En Grèce, cette annonce a été perçue en partie comme une menace de guerre, mais le gouvernement exhorte à garder le calme. Car, comme l’explique Maurus Reinkowski à Blick, expert de la Turquie et professeur d’islamologie à l’université de Bâle, ces bruits de sabre turcs ne sont pas vraiment nouveaux. «Ces confrontations nous accompagnent déjà depuis des décennies», recontextualise le spécialiste.

Le conflit peut-il s’embraser?

Mais les menaces adressées à la Grèce sont aussi des signaux à l’Union européenne (UE) et à l’OTAN, même si les deux pays sont membres de l’alliance militaire depuis 1952, rappelle l’académicien. Il s’agirait tout de même d’un avertissement de la Turquie: «Cela fait longtemps que nous ne sommes plus un pays docile, et nous défendrons nos intérêts sans tenir compte de ces liens.»
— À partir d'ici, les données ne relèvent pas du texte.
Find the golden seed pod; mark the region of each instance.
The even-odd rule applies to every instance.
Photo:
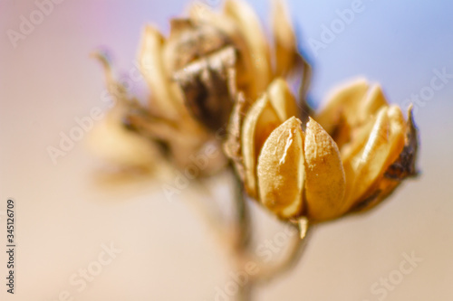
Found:
[[[281,124],[275,109],[265,94],[248,111],[242,128],[242,155],[246,173],[246,189],[256,196],[256,164],[258,155],[271,132]]]
[[[297,102],[282,78],[275,79],[267,89],[269,99],[280,120],[284,121],[293,116],[299,116]]]
[[[304,153],[308,216],[323,221],[341,215],[346,180],[340,152],[329,134],[311,118]]]
[[[400,108],[382,108],[365,145],[343,161],[348,182],[345,200],[348,207],[364,201],[367,192],[379,184],[385,171],[402,152],[405,134],[406,122]]]
[[[317,118],[333,135],[311,118],[303,130],[294,98],[280,79],[248,111],[244,101],[236,105],[226,154],[244,171],[247,193],[282,220],[320,222],[371,208],[417,173],[410,110],[406,122],[379,85],[362,80],[331,101]]]
[[[272,132],[258,159],[261,202],[284,219],[304,209],[304,138],[301,121],[293,117]]]

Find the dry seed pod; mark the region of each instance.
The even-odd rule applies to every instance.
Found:
[[[359,103],[368,89],[369,84],[364,79],[357,79],[340,86],[327,98],[328,100],[314,119],[332,135],[335,127],[342,121],[343,111],[348,109],[349,106]],[[352,108],[351,110],[353,111]]]
[[[284,80],[282,78],[275,80],[269,85],[267,93],[280,120],[286,120],[293,116],[299,116],[296,100]]]
[[[246,189],[256,195],[256,161],[258,154],[271,132],[281,124],[267,95],[257,100],[246,116],[242,129],[242,155],[246,171]]]
[[[389,166],[397,160],[404,147],[406,123],[401,110],[396,106],[384,107],[366,145],[344,162],[348,191],[346,202],[352,207],[373,190]]]
[[[246,179],[246,171],[242,159],[241,130],[247,107],[243,93],[237,99],[231,113],[226,128],[226,140],[224,143],[225,154],[233,161],[236,173],[241,181]]]
[[[327,117],[335,122],[338,116],[346,118],[350,127],[342,127],[349,131],[348,139],[342,146],[312,118],[305,133],[293,117],[269,136],[269,128],[294,108],[289,103],[294,98],[279,80],[252,107],[243,123],[241,145],[236,146],[242,150],[242,158],[236,156],[235,162],[240,165],[244,161],[248,193],[282,220],[294,221],[304,216],[312,222],[321,222],[371,208],[401,180],[416,174],[418,139],[411,112],[406,122],[399,107],[387,104],[381,87],[370,88],[364,80],[337,93],[333,99],[336,106],[331,104],[325,115],[318,116],[327,124]],[[237,136],[232,137],[239,141]],[[302,170],[298,167],[301,162]]]
[[[271,81],[272,70],[269,46],[258,18],[253,8],[242,0],[226,0],[224,14],[235,20],[243,33],[252,55],[256,93],[261,93],[265,90]]]
[[[303,210],[304,138],[301,121],[293,117],[272,132],[258,159],[260,200],[284,219]]]
[[[416,168],[419,137],[415,127],[412,106],[408,112],[407,132],[405,145],[399,158],[387,169],[383,178],[374,190],[370,191],[367,195],[354,208],[354,211],[369,210],[379,204],[407,177],[418,175]]]
[[[345,175],[340,152],[329,134],[312,118],[306,127],[304,153],[308,216],[324,221],[341,215]]]
[[[149,89],[152,91],[152,105],[157,114],[169,119],[177,119],[182,104],[178,100],[169,82],[170,75],[167,73],[163,60],[165,39],[157,29],[147,25],[141,38],[140,67]]]

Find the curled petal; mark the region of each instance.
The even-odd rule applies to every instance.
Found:
[[[241,128],[246,112],[246,99],[243,93],[238,93],[226,128],[226,140],[224,143],[225,154],[233,161],[236,173],[244,182],[246,173],[242,159]]]
[[[397,106],[382,108],[366,144],[344,162],[350,208],[363,202],[374,191],[385,171],[395,162],[405,144],[406,123]]]
[[[281,120],[299,116],[297,102],[284,80],[275,80],[268,88],[269,99]]]
[[[295,217],[303,210],[303,149],[301,121],[291,118],[272,132],[259,155],[261,202],[284,219]]]
[[[325,221],[342,214],[344,170],[337,145],[310,118],[305,132],[305,197],[308,216]]]
[[[329,135],[344,121],[344,111],[356,109],[357,104],[365,97],[369,85],[364,79],[358,79],[335,89],[316,116],[316,121]]]
[[[275,76],[286,76],[299,64],[300,54],[288,9],[284,0],[272,1],[272,32],[275,54]]]
[[[250,196],[256,195],[256,161],[271,132],[281,124],[277,113],[266,95],[250,108],[242,129],[242,155],[246,170],[246,189]]]

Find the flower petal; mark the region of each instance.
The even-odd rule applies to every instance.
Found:
[[[246,169],[246,189],[256,195],[256,162],[265,139],[281,124],[269,98],[265,94],[250,108],[242,129],[242,155]]]
[[[281,120],[299,116],[297,102],[284,80],[275,80],[268,88],[269,99]]]
[[[284,0],[272,1],[272,32],[275,52],[275,76],[285,76],[298,64],[297,42]]]
[[[226,0],[224,12],[236,21],[246,39],[252,56],[253,80],[259,95],[265,90],[272,77],[269,48],[259,20],[253,8],[243,0]]]
[[[171,90],[169,75],[165,71],[162,55],[165,39],[150,25],[145,27],[141,39],[139,63],[141,73],[151,89],[150,108],[157,108],[159,116],[176,120],[183,108]]]
[[[303,149],[301,121],[291,118],[272,132],[258,159],[261,202],[281,218],[295,217],[303,210]]]
[[[406,122],[397,106],[382,108],[376,117],[366,144],[345,160],[346,203],[351,208],[363,201],[384,176],[385,171],[401,153]]]
[[[305,197],[308,216],[325,221],[343,213],[344,170],[337,145],[310,118],[305,132]]]

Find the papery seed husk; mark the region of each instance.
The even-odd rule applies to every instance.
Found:
[[[267,90],[269,99],[281,120],[299,116],[297,102],[284,80],[282,78],[275,80]]]
[[[354,211],[361,212],[373,208],[391,194],[404,179],[418,175],[416,167],[419,147],[418,136],[419,133],[414,123],[412,106],[410,106],[408,112],[406,139],[403,150],[398,159],[387,168],[384,176],[379,182],[377,187],[367,193],[368,195],[363,197],[363,200],[355,205]]]
[[[353,111],[353,108],[357,108],[357,104],[365,97],[368,88],[369,84],[364,79],[357,79],[340,86],[328,96],[314,119],[332,136],[339,126],[344,110]]]
[[[272,31],[275,42],[275,76],[286,76],[300,63],[293,25],[284,0],[272,1]]]
[[[244,93],[239,92],[233,107],[231,117],[226,127],[226,140],[223,148],[225,154],[233,161],[236,173],[241,181],[246,179],[241,146],[241,128],[247,109]]]
[[[246,189],[256,196],[256,162],[265,139],[281,124],[267,95],[258,99],[248,111],[242,129],[242,155],[246,169]]]
[[[175,120],[183,111],[183,106],[169,86],[170,75],[164,66],[162,52],[165,39],[150,25],[145,27],[141,39],[139,62],[141,73],[152,91],[150,108],[156,108],[152,110],[157,115]]]
[[[231,42],[237,50],[237,88],[246,95],[247,101],[255,101],[257,99],[257,89],[255,82],[255,67],[252,61],[248,42],[241,30],[242,27],[236,24],[235,20],[225,14],[217,14],[211,9],[204,9],[199,12],[197,5],[191,6],[190,17],[198,23],[206,23],[217,28]],[[251,104],[250,102],[250,104]]]
[[[272,78],[270,51],[263,29],[253,8],[243,0],[226,0],[224,14],[236,21],[247,43],[256,97],[265,90]]]
[[[283,219],[295,217],[304,209],[303,149],[301,121],[291,118],[272,132],[258,158],[261,202]]]
[[[308,216],[325,221],[342,213],[345,174],[333,139],[313,119],[305,131],[305,198]]]
[[[236,51],[227,46],[187,65],[174,79],[192,116],[217,131],[229,118],[236,98]]]
[[[362,202],[373,191],[385,171],[404,147],[406,124],[397,106],[382,108],[366,145],[343,162],[346,174],[346,204],[350,208]]]

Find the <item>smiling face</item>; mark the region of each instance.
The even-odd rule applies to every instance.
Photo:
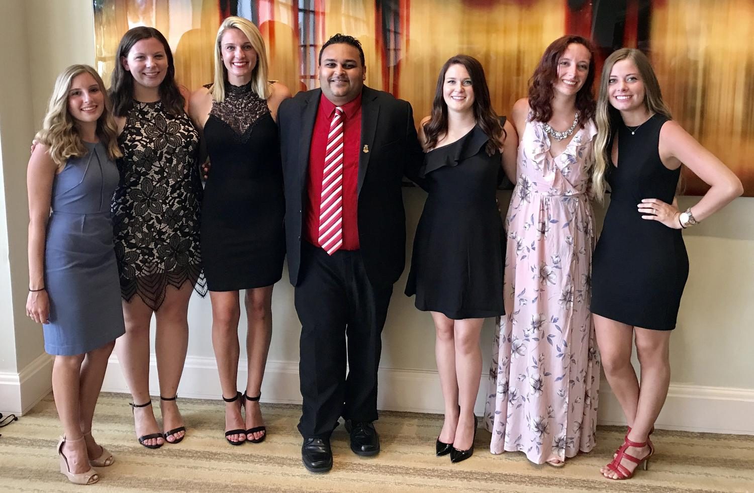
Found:
[[[452,112],[470,111],[474,108],[474,85],[468,71],[461,63],[454,63],[445,72],[443,99]]]
[[[140,39],[133,44],[127,57],[121,59],[123,68],[131,72],[134,84],[158,87],[167,73],[165,47],[156,38]]]
[[[241,29],[225,29],[220,38],[220,54],[231,84],[243,85],[251,80],[256,66],[256,51]]]
[[[555,91],[575,96],[587,81],[591,60],[591,54],[584,44],[569,44],[558,59],[557,78],[553,81]]]
[[[615,62],[608,79],[610,104],[621,112],[630,112],[644,107],[644,81],[633,60]]]
[[[320,87],[330,103],[340,106],[361,93],[366,67],[361,64],[359,51],[351,44],[335,43],[322,51]]]
[[[96,124],[105,111],[105,95],[91,74],[78,74],[68,90],[68,111],[78,125]]]

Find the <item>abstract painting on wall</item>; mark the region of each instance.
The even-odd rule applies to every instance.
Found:
[[[417,121],[429,113],[437,72],[449,57],[485,67],[501,115],[526,93],[544,48],[566,33],[592,39],[597,66],[622,46],[646,53],[673,118],[720,158],[754,196],[754,32],[751,0],[94,0],[97,69],[109,79],[121,36],[135,26],[159,29],[170,44],[179,83],[212,80],[223,18],[259,27],[270,76],[292,92],[318,86],[317,55],[336,32],[364,47],[366,84],[406,100]],[[691,173],[688,173],[691,175]],[[695,176],[688,194],[703,193]]]

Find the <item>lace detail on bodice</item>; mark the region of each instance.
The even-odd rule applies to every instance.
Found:
[[[204,87],[209,89],[211,85]],[[269,112],[267,101],[252,90],[251,82],[234,86],[226,81],[225,100],[222,103],[213,101],[210,115],[225,122],[238,135],[244,136]]]

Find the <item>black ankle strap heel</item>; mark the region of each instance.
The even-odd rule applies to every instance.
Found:
[[[150,399],[149,402],[143,404],[134,404],[133,403],[128,403],[128,405],[131,406],[131,414],[133,414],[133,409],[137,407],[146,407],[147,406],[152,406],[152,400]],[[149,435],[143,435],[139,437],[139,443],[142,444],[147,449],[159,449],[162,446],[161,443],[158,443],[157,445],[147,445],[144,443],[146,440],[151,439],[152,438],[164,438],[162,433],[149,433]]]
[[[256,396],[256,397],[250,397],[246,392],[244,392],[243,398],[247,400],[250,400],[253,403],[259,401],[260,397],[262,397],[261,392],[259,393],[259,395]],[[265,434],[262,436],[262,438],[249,438],[252,435],[252,433],[259,433],[260,431],[265,432]],[[246,430],[246,439],[249,442],[251,442],[252,443],[262,443],[262,442],[265,441],[265,438],[267,438],[267,427],[255,426],[253,428],[249,428],[248,430]]]
[[[244,406],[244,397],[245,395],[246,395],[246,393],[244,393],[244,395],[241,395],[241,392],[236,392],[236,394],[234,396],[233,396],[232,397],[231,397],[230,399],[225,399],[225,396],[220,396],[220,397],[222,397],[222,400],[225,401],[226,403],[234,403],[235,401],[238,400],[239,401],[238,406],[239,407],[243,407]],[[231,435],[241,435],[241,434],[245,435],[246,434],[246,430],[231,430],[229,431],[226,431],[225,432],[225,441],[227,441],[231,445],[234,445],[234,446],[236,446],[236,445],[244,445],[244,442],[246,441],[245,439],[244,440],[238,440],[238,442],[231,442],[231,439],[229,438],[228,438]]]
[[[176,400],[176,399],[178,399],[178,394],[177,393],[176,395],[173,396],[172,397],[163,397],[162,396],[160,396],[160,400]],[[181,442],[181,440],[182,440],[184,439],[184,437],[185,437],[185,436],[186,436],[185,433],[183,433],[183,436],[181,436],[178,439],[173,440],[172,442],[170,442],[170,440],[168,440],[167,437],[170,436],[170,435],[174,435],[174,434],[176,434],[176,433],[178,433],[179,431],[185,431],[185,430],[186,430],[186,427],[185,426],[179,426],[177,428],[173,428],[173,430],[170,430],[170,431],[166,431],[165,433],[162,433],[162,436],[163,436],[163,438],[165,439],[165,441],[167,442],[168,443],[170,443],[170,445],[175,445],[176,443],[180,443]]]

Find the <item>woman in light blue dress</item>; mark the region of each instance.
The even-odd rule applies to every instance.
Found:
[[[91,436],[115,338],[124,332],[110,203],[121,155],[102,79],[74,65],[55,82],[29,161],[29,298],[55,355],[52,386],[64,437],[60,472],[87,485],[112,455]]]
En mai, Erdogan a signalé qu’il n’était plus disposé à rencontrer le Premier ministre grec Kyriakos Mitsotakis, assénant: «Mitsotakis n’existe plus pour moi.»

La situation semble s’envenimer. Les îles de la mer Égée pourraient-elles être le centre névralgique d’un nouveau conflit? «Il ne faut jamais dire jamais, estime Maurus Reinkowski. Néanmoins, je continue de penser qu’une attaque directe de la Turquie sur la Grèce est improbable.» Un scénario conflictuel semble difficilement envisageable, mais si une guerre devait bel et bien éclater «la Turquie pourrait essayer d’occuper des îles centrales situées directement au large des côtes turques», prédit l’islamologue.